Gazprom's venture seeks workers for vast Ust-Luga gas complex

Reuters
Yesterday
Gazprom's venture seeks workers for vast Ust-Luga gas complex

MOSCOW, April 4 (Reuters) - RusKhimAlyans, a subsidiary of Russia's state-owned Gazprom GAZP.MM, announced job vacancies for its new gas processing complex in the Baltic Sea port of Ust-Luga, in a sign of confidence the plant will start operations despite sanctions.

The complex is part of Gazprom's strategy to shift its focus to processing and will combine a gas processing plant and a gas chemical complex.

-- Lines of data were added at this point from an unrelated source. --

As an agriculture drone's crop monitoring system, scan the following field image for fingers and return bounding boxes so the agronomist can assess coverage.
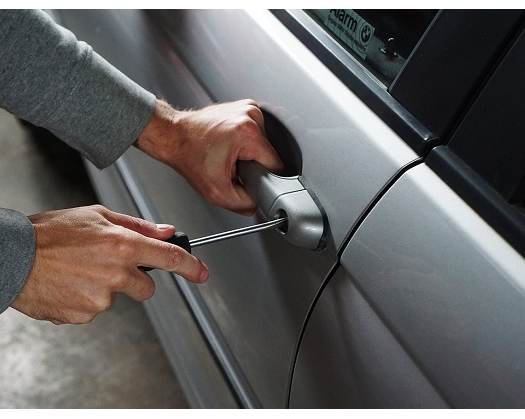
[248,105,265,133]
[135,236,208,283]
[115,268,155,301]
[103,209,175,240]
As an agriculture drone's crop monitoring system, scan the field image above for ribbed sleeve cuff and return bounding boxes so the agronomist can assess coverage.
[0,209,36,313]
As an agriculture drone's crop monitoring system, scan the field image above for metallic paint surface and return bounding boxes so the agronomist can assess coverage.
[336,165,525,408]
[58,10,416,407]
[290,267,447,409]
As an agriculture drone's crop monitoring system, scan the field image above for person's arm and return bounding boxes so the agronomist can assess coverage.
[0,10,282,323]
[0,10,156,312]
[0,10,155,168]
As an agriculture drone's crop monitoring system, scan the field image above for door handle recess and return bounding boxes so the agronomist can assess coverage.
[238,161,325,250]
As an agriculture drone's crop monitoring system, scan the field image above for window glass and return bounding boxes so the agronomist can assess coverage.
[307,9,437,86]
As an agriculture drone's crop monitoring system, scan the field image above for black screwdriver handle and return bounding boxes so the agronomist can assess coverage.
[140,231,191,271]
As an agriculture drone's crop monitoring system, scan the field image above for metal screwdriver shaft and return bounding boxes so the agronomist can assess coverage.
[190,218,287,248]
[141,218,288,271]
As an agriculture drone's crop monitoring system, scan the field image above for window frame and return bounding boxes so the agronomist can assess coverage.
[272,10,523,156]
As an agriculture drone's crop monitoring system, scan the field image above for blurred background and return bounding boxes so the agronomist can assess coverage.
[0,109,187,408]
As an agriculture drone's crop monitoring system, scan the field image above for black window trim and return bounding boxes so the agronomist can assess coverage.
[271,10,436,154]
[271,10,522,157]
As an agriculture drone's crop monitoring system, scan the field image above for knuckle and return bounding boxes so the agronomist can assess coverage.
[239,116,259,132]
[91,204,109,215]
[243,99,258,106]
[139,278,155,301]
[94,296,111,313]
[108,233,135,259]
[167,247,184,268]
[107,271,128,290]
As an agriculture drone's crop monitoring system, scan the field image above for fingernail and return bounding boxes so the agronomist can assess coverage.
[199,262,209,282]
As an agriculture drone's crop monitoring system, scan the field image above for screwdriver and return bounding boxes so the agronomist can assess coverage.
[166,218,287,253]
[140,217,288,271]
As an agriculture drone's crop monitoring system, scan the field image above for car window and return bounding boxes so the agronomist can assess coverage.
[307,9,437,86]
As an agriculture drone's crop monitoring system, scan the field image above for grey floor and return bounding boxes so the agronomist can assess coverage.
[0,110,187,408]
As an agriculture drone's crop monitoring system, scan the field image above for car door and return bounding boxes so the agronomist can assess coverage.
[54,11,426,407]
[53,10,513,407]
[290,18,525,408]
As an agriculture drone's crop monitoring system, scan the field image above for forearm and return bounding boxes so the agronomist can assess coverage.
[0,209,35,313]
[0,10,155,167]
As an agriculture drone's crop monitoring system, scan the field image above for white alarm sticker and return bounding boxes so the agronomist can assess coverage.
[317,9,375,59]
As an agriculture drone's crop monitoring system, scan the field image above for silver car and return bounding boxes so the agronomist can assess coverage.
[52,9,525,408]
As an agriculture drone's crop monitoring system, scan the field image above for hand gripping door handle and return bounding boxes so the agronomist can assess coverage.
[238,161,325,250]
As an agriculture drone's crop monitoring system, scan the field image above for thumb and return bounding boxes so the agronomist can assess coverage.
[105,211,175,240]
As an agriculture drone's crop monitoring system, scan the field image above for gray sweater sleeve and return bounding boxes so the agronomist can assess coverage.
[0,10,155,312]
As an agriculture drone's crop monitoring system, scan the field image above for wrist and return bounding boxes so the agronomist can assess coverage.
[135,100,187,164]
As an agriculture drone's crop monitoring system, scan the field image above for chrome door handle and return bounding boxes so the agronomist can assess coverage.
[238,161,325,250]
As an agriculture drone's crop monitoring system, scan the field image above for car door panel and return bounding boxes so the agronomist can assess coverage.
[57,11,417,407]
[290,267,447,409]
[292,164,525,408]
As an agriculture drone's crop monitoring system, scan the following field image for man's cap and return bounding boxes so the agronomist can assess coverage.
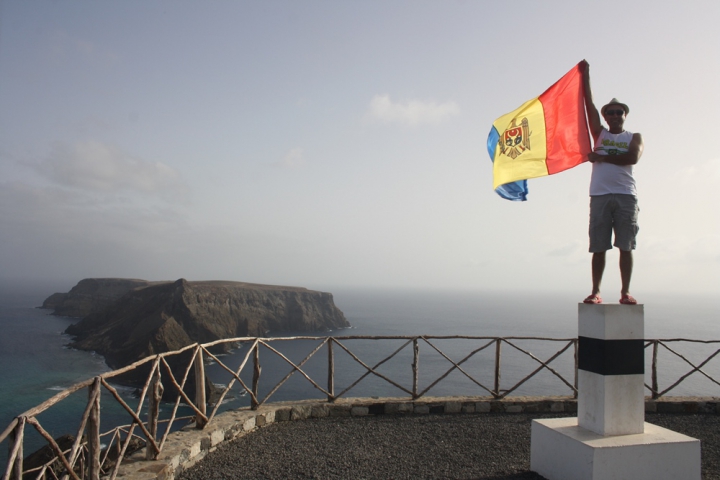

It is designed to process annually 45 billion cubic metres of natural gas, 13 million metric tons of liquefied natural gas, 3.6 million tons of ethane and up to 1.8 million tons of liquefied petroleum gas.

That would make it Russia's largest gas processing plant and one of the world's largest in terms of production volumes.

The start of operations has been delayed after Western partners, such as Linde LIN.DE, an industrial gases and engineering company, left the project following the start of the war in Ukraine in 2022.

RusKhimAlyans has been embroiled in legal battles with the companies, claiming billions of dollars in damages.

According to a staff recruitment website, the company has 170 job vacancies, including a LNG contract manager, a logistics expert and a paperwork specialist.

The construction of the complex started in 2021. According to the Russian government documents, the first line of the gas processing complex is expected to start operations in 2026, while the first line of the LNG plant is scheduled to start working in 2027.

Russia has a goal to boost its share of the global LNG market to around a fifth by 2030-2035, but Western sanctions in response to the Ukraine war have complicated the ambition.

The United States imposed measures on some companies involved in development of Ust-Luga Liquified Natural Gas terminal. The U.S. has also included RusKhimAlyans in the "Specially Designated Nationals" list, which blocs the assets and prohibits U.S. citizens from dealing with them.